Les apports de la révolte des canuts de 1831
On peut s’étonner que cette révolte qui a été un échec quand aux revendications demandées, l’application des tarifs signés par les représentant des négociants et des canuts ne sera faite que bien plus tard, ait eu un retentissement considérable en France, en Europe et ce, jusqu’à nos jours. Sans entrer dans une analyse très fouillée mais en s’appuyant sur les articles de l’Echo de la Fabrique, hebdomadaire créé par les tisseurs sur soie qui paraît d’octobre 1831 à avril 1834 et la thèse de Fernand Rude, on peut constater plusieurs éléments susceptibles de mieux comprendre ce qui a changé à partir de novembre 1831. D’abord savoir que les canuts chefs d’atelier notamment mais aussi de nombreux compagnons, sont des travailleurs manuels instruits et d’une grande culture. Ils lisent, discutent, sont parfaitement conscients de leur savoir-faire et de leur place dans la structure préindustrielle de l’époque, participent à des associations prônant la solidarité ou la place essentielle de l’homme au cœur de l’économie. Les trois journées de révolte font apparaître quatre concepts nouveaux.
La devise « Vivre en travaillant ou mourir en combattant » signifie non pas, plus de travail, mais le désir de « vivre dignement par son travail ». C’est nouveau, cette volonté d’améliorer les conditions de vie et de travail. Le deuxième élément qui émerge de la révolte, est l’organisation des canuts, quasi militaire. Pas de bandes désordonnées mais une grande discipline. Troisième nouveauté par rapport à d’autres révoltes, notamment celle qui s’est produite quelques semaines au paravent en Angleterre, une volonté très forte de protéger l’industrie de la soie. Les canuts organisent un service d’ordre pour empêcher tout pillage. Enfin, momentanément, ils rompent avec l’esprit « compagnonnage » qui s’illustrait par un repli sur la profession et des rixes entre compagnons, jaloux de leur savoir-faire. Une « solidarité prolétarienne » pour reprendre leur expression, se met en place. Leur journal va d’ailleurs après novembre ouvrir largement ses colonnes à d’autres travailleurs en lutte et également aux femmes.

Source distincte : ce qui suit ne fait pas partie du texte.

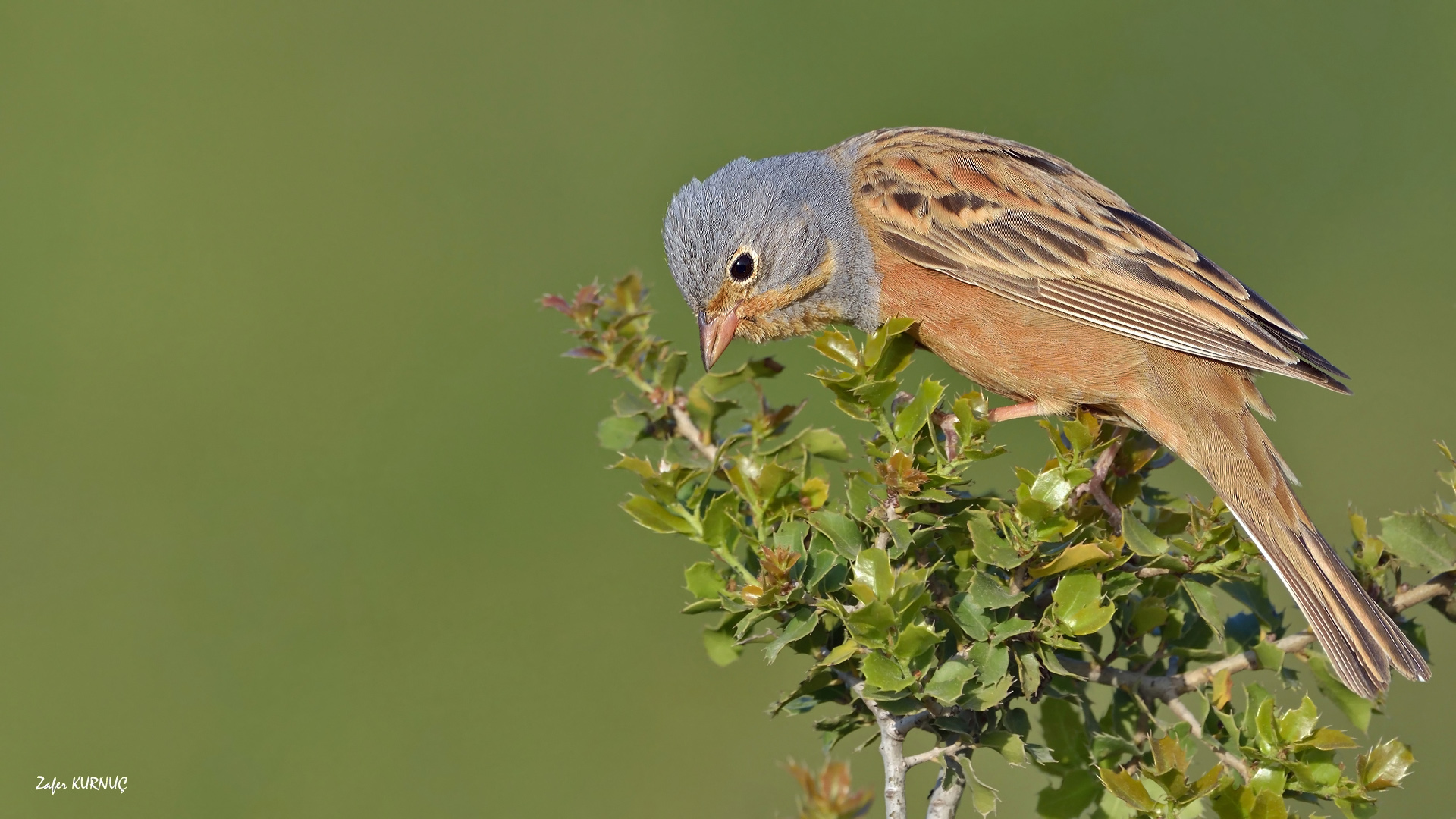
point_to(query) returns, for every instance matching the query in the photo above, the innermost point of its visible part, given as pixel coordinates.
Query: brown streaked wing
(1033, 228)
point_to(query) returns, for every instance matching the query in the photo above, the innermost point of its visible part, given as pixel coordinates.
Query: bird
(1044, 286)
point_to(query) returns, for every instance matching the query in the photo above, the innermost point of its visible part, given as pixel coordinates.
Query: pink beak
(715, 335)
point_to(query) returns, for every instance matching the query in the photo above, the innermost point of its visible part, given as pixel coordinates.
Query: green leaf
(1298, 723)
(873, 569)
(1269, 806)
(840, 529)
(1270, 654)
(983, 796)
(1076, 604)
(1385, 765)
(1078, 790)
(704, 580)
(970, 617)
(887, 350)
(989, 592)
(823, 561)
(884, 673)
(987, 695)
(772, 479)
(990, 662)
(1069, 558)
(989, 547)
(840, 653)
(1011, 746)
(871, 624)
(1052, 488)
(1329, 739)
(1128, 789)
(837, 347)
(718, 521)
(1264, 727)
(619, 431)
(723, 648)
(1028, 668)
(1109, 746)
(1063, 730)
(1417, 539)
(1354, 707)
(913, 642)
(799, 627)
(916, 414)
(949, 679)
(655, 516)
(1011, 627)
(824, 444)
(1168, 755)
(1201, 598)
(1141, 539)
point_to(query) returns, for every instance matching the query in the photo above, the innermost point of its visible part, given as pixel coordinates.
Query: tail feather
(1226, 445)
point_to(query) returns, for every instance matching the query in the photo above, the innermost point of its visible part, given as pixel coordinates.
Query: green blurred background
(303, 516)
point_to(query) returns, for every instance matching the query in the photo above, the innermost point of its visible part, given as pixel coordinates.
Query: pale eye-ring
(743, 265)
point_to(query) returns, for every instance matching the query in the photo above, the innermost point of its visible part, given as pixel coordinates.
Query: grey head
(769, 249)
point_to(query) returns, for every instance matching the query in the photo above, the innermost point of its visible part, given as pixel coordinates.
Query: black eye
(742, 267)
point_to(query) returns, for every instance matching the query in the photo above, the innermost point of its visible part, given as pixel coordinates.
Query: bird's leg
(1100, 472)
(1022, 410)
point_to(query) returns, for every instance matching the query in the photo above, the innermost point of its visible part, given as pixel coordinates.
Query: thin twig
(948, 790)
(1439, 586)
(934, 754)
(689, 430)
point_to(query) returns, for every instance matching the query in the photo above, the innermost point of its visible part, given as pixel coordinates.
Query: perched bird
(1038, 283)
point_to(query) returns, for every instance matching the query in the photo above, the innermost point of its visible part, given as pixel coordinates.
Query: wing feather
(1033, 228)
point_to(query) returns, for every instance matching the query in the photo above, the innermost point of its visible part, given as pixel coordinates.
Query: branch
(935, 754)
(892, 748)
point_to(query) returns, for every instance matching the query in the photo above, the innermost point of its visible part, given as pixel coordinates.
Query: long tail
(1212, 428)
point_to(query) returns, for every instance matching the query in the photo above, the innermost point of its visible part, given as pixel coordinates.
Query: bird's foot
(1097, 485)
(1024, 410)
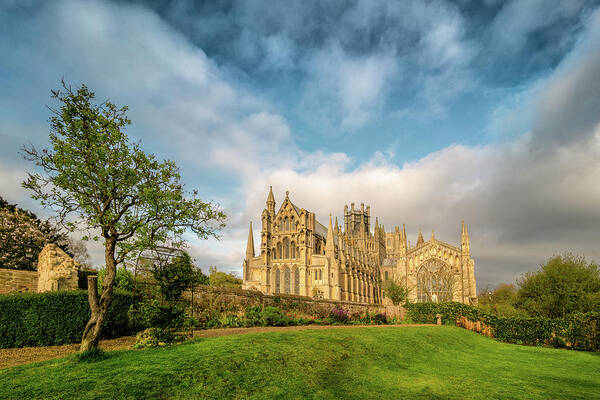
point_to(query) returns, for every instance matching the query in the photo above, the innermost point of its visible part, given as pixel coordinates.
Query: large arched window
(286, 280)
(296, 281)
(277, 281)
(435, 281)
(286, 248)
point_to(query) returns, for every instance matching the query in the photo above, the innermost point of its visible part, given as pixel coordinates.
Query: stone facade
(298, 255)
(13, 281)
(56, 270)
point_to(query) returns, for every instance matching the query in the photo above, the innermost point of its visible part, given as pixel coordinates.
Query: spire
(329, 244)
(250, 245)
(465, 238)
(271, 201)
(420, 240)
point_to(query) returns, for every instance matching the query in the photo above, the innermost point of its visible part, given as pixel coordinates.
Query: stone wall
(56, 270)
(236, 300)
(12, 280)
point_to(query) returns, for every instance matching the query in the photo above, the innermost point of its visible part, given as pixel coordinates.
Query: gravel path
(25, 355)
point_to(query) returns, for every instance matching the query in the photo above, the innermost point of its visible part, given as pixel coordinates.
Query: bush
(579, 331)
(154, 337)
(176, 276)
(253, 316)
(152, 314)
(272, 316)
(54, 318)
(339, 315)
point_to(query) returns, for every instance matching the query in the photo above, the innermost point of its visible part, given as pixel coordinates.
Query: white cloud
(521, 206)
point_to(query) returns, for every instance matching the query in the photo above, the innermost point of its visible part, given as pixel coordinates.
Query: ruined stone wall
(12, 280)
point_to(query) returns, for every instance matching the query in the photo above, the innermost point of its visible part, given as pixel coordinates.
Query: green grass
(360, 363)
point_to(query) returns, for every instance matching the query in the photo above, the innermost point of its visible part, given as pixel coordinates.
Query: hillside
(417, 362)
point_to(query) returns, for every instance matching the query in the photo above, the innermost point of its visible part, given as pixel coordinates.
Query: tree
(93, 176)
(79, 252)
(176, 276)
(396, 292)
(123, 278)
(501, 301)
(23, 235)
(564, 284)
(223, 279)
(437, 285)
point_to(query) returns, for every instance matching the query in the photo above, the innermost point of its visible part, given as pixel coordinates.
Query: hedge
(578, 331)
(54, 318)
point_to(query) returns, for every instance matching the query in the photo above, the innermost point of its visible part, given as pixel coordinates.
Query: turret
(420, 240)
(271, 202)
(465, 242)
(250, 244)
(330, 244)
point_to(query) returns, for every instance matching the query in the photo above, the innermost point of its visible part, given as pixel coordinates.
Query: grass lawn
(383, 363)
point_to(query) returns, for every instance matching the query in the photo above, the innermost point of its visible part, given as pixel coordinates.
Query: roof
(389, 261)
(320, 229)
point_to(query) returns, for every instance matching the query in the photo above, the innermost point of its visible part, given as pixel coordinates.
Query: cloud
(521, 205)
(568, 109)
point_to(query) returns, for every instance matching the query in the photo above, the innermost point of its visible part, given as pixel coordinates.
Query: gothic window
(286, 280)
(296, 281)
(286, 248)
(435, 282)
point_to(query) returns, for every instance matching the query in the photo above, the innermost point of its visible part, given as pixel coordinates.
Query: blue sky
(431, 112)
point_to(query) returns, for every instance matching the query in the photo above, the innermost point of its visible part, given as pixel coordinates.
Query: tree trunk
(99, 307)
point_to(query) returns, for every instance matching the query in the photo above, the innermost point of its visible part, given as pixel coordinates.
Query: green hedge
(579, 331)
(54, 318)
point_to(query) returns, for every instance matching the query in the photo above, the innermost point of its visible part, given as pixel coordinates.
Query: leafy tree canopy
(176, 276)
(93, 177)
(223, 279)
(564, 284)
(396, 292)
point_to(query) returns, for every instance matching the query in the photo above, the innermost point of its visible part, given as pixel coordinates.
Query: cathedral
(299, 255)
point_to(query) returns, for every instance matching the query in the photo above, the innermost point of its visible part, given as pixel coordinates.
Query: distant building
(299, 255)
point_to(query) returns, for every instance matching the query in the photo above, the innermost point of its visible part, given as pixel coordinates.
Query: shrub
(379, 319)
(154, 337)
(174, 277)
(579, 331)
(152, 314)
(54, 318)
(339, 315)
(272, 316)
(253, 315)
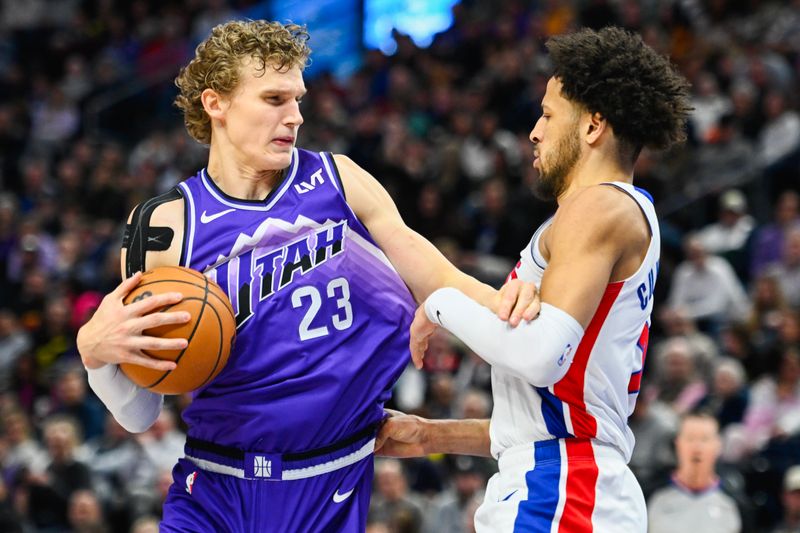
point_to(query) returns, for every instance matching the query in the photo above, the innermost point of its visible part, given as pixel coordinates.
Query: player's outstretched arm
(403, 435)
(114, 334)
(596, 236)
(423, 268)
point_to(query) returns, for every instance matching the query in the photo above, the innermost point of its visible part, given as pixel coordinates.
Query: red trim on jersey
(581, 487)
(636, 378)
(571, 387)
(513, 273)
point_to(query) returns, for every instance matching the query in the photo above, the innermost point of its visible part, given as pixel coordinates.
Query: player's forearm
(133, 407)
(538, 352)
(464, 437)
(425, 269)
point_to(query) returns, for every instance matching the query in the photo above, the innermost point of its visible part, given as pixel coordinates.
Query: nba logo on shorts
(190, 481)
(262, 467)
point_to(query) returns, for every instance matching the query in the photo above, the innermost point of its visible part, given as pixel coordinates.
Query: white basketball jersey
(598, 393)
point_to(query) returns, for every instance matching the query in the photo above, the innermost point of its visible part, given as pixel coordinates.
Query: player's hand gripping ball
(210, 332)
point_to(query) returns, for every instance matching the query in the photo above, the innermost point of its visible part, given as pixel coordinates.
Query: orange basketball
(210, 331)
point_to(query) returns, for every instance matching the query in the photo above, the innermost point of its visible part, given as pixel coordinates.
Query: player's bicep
(154, 234)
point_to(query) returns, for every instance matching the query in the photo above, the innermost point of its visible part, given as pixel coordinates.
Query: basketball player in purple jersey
(317, 264)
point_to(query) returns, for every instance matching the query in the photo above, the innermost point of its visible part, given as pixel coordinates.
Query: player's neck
(240, 180)
(591, 170)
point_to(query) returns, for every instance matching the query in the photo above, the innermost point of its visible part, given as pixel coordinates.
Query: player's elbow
(135, 425)
(545, 370)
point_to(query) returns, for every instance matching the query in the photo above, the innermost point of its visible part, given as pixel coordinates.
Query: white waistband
(297, 473)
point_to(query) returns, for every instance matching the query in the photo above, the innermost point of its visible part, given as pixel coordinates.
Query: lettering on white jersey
(645, 290)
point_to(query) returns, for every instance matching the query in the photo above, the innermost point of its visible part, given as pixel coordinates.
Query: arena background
(436, 99)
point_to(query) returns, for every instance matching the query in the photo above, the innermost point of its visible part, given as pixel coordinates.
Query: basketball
(210, 331)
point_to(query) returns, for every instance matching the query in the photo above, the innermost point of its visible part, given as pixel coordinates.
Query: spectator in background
(85, 514)
(787, 270)
(50, 493)
(768, 243)
(728, 398)
(654, 426)
(679, 384)
(774, 409)
(779, 140)
(122, 474)
(766, 313)
(14, 341)
(392, 504)
(676, 323)
(728, 237)
(449, 513)
(163, 442)
(145, 524)
(695, 501)
(72, 398)
(791, 502)
(707, 288)
(24, 452)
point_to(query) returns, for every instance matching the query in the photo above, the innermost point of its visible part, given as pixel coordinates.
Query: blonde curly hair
(218, 58)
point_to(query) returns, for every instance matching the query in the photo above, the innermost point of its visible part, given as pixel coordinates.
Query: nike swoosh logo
(510, 495)
(339, 498)
(205, 219)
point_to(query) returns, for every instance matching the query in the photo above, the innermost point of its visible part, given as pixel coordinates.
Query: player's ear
(213, 103)
(595, 125)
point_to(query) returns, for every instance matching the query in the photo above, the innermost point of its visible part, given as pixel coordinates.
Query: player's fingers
(127, 285)
(149, 362)
(151, 303)
(161, 319)
(157, 344)
(391, 413)
(527, 293)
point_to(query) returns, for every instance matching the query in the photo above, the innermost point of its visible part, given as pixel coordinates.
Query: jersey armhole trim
(333, 172)
(188, 221)
(641, 208)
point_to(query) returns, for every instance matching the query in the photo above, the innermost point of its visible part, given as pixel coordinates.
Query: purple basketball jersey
(322, 316)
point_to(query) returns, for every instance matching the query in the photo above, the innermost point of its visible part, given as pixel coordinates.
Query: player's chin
(277, 159)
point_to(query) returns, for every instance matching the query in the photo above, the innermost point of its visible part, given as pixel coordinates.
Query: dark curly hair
(614, 73)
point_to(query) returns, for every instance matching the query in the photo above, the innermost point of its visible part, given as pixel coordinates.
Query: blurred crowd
(87, 131)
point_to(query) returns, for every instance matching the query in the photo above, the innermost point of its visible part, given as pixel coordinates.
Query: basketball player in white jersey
(565, 383)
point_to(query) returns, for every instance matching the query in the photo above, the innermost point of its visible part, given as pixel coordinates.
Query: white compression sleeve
(538, 352)
(134, 408)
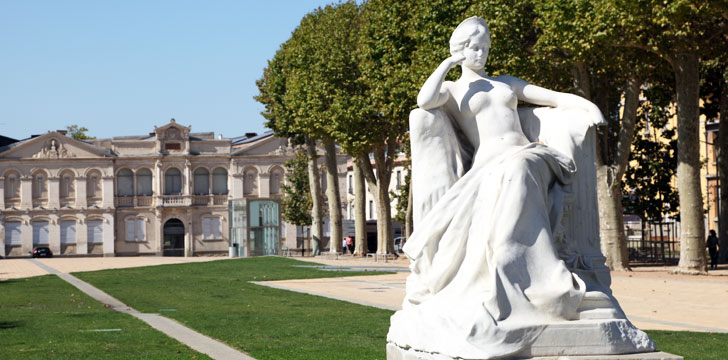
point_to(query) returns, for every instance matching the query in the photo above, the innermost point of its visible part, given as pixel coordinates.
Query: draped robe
(486, 274)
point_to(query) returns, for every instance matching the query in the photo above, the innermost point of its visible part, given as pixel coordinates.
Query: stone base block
(582, 339)
(395, 352)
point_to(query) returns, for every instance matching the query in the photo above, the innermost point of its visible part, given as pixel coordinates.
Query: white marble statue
(505, 254)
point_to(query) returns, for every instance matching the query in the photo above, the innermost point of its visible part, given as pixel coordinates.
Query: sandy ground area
(650, 296)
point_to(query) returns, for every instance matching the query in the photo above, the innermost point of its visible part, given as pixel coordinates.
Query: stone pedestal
(582, 339)
(395, 352)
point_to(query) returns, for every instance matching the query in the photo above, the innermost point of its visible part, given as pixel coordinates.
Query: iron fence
(656, 243)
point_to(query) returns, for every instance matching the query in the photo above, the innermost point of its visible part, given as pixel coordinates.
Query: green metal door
(264, 227)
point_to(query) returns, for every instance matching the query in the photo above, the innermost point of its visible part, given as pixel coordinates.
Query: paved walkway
(201, 343)
(651, 298)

Les théoriciens du mouvement social vont, à juste titre nous semble-t-il, dater de ces trois journées, les prémices, le tout début, des futures organisations ouvrières, notamment syndicales. Dorénavant, quelque soit le régime politique mis en place, les canuts viennent de démontrer, bien au-delà de l’échec de leur revendication, que les travailleurs unis pouvaient infliger une défaite à l’armée. La condition ouvrière vient de s’inviter dans le champ strictement politique. Les travailleurs européens, les militants politiques, les philosophes socialistes, anarchistes, communistes, progressistes, ceux qui agissent pour les droits de l’homme vont, au fil des années du XIXème siècle jusqu’en 1870, regarder Lyon comme la capitale du mouvement social. Avec chacun, bien sûr, leur propre analyse.